A review by patchworkbunny
The Weight of Souls by Bryony Pearce

5.0

Taylor is just trying to get through high school like any other girl her age. But Bethany inherited a curse from her now deceased mother. The dead will hunt her out and mark her. If she can’t pass the mark on, she will be sucked into…well she doesn’t know what but it’s nowhere she wants to go.

First off, The Weight of Souls is a book I enjoyed a lot; in fact it’s one of my favourite offerings from Strange Chemistry so far. However I have been struggling putting together my thoughts into a review. The central relationship is, shall I say, unorthodox. I feel going into details will be a bit spoilery but it’s something a bit different that tiptoes along a thin line of things that might not be OK. But it is all done in such a way that you accept it. Can I be any vaguer?

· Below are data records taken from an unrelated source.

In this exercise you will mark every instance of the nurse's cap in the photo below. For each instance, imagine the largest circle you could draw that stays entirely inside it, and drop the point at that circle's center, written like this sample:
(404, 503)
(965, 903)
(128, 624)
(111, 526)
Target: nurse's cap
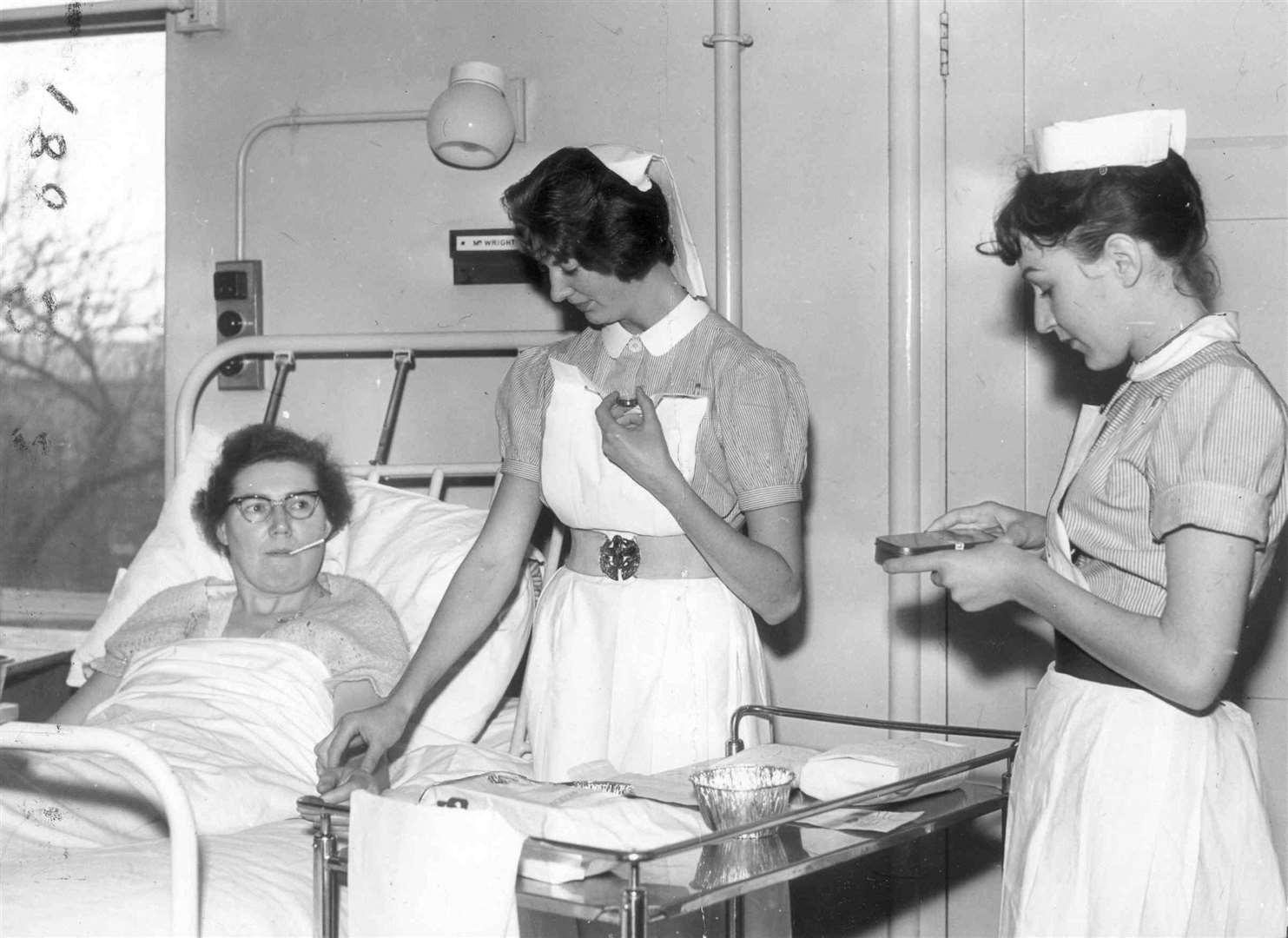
(1139, 138)
(643, 170)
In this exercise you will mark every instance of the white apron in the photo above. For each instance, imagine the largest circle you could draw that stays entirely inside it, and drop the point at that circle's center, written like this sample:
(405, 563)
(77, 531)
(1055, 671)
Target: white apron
(643, 673)
(1127, 815)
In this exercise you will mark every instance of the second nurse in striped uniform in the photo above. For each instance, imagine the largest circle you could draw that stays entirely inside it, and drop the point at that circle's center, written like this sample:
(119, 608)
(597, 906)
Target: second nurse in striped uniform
(1135, 801)
(672, 446)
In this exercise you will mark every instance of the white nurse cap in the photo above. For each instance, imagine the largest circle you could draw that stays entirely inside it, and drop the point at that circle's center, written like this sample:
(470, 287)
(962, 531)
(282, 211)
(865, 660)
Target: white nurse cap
(1139, 138)
(642, 170)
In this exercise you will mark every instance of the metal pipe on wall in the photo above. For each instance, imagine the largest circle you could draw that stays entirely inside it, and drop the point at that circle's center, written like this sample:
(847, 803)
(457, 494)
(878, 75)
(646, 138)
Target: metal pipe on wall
(728, 44)
(904, 407)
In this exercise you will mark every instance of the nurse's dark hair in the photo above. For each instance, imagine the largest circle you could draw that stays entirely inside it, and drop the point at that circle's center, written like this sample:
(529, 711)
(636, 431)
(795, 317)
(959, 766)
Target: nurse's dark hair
(1080, 209)
(269, 444)
(571, 207)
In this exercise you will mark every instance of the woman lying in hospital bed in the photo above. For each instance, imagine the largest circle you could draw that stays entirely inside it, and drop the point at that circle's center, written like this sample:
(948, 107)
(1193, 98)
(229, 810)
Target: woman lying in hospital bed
(226, 679)
(250, 642)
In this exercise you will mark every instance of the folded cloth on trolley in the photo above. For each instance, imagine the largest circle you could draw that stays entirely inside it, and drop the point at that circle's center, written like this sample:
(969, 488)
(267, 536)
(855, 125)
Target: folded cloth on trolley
(419, 869)
(861, 765)
(585, 813)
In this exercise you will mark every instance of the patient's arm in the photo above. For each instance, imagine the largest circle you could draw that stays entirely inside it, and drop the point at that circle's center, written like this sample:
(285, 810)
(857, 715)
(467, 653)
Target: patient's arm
(338, 783)
(96, 690)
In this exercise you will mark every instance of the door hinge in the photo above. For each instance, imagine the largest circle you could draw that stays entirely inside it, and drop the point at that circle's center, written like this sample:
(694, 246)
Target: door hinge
(943, 44)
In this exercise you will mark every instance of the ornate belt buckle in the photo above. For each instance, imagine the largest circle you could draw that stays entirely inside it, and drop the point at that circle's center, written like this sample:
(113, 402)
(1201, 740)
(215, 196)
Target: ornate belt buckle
(618, 557)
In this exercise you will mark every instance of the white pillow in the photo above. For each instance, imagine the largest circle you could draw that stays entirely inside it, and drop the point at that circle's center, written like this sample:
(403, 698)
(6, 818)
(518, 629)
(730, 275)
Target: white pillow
(405, 545)
(174, 553)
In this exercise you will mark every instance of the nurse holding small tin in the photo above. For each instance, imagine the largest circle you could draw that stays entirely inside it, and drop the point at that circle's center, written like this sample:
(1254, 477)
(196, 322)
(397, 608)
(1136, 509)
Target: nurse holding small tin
(1136, 796)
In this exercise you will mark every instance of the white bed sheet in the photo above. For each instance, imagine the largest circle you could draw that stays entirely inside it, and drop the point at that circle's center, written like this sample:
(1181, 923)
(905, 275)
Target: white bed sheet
(254, 882)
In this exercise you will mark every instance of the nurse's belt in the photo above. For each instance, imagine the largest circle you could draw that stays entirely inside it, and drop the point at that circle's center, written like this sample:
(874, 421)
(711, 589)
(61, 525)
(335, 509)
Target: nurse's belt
(642, 169)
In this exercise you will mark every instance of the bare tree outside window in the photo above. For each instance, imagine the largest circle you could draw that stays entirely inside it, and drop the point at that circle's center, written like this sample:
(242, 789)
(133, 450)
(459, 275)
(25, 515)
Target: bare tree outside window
(82, 308)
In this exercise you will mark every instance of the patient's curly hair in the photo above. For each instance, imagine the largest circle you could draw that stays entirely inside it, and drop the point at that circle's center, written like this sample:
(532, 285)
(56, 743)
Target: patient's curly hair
(269, 444)
(571, 207)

Central to the story is the topic of peer pressure. Even without Taylor’s supernatural abilities, there’s a strong plot revolving around the stupid, and often dangerous, things teens will do to fit in. The school setting is so believable, right down to the level of meanness from the kids. There’s nothing dramatic, but the actions and words build up into what amounts to bullying in the long term. It shows how easily they can fall from grace, from being normal and accepted, to being at the bottom of the social pecking order.

Taylor’s curse has been passed down over generations from a tomb raiding ancestor. The modern day story is interspersed with passages from a journal that used to belong to her mother. Those of you familiar with the history of Egyptian archaeology will know of the tales of the cursed, and I liked the idea that they are still around, trying to live normal lives.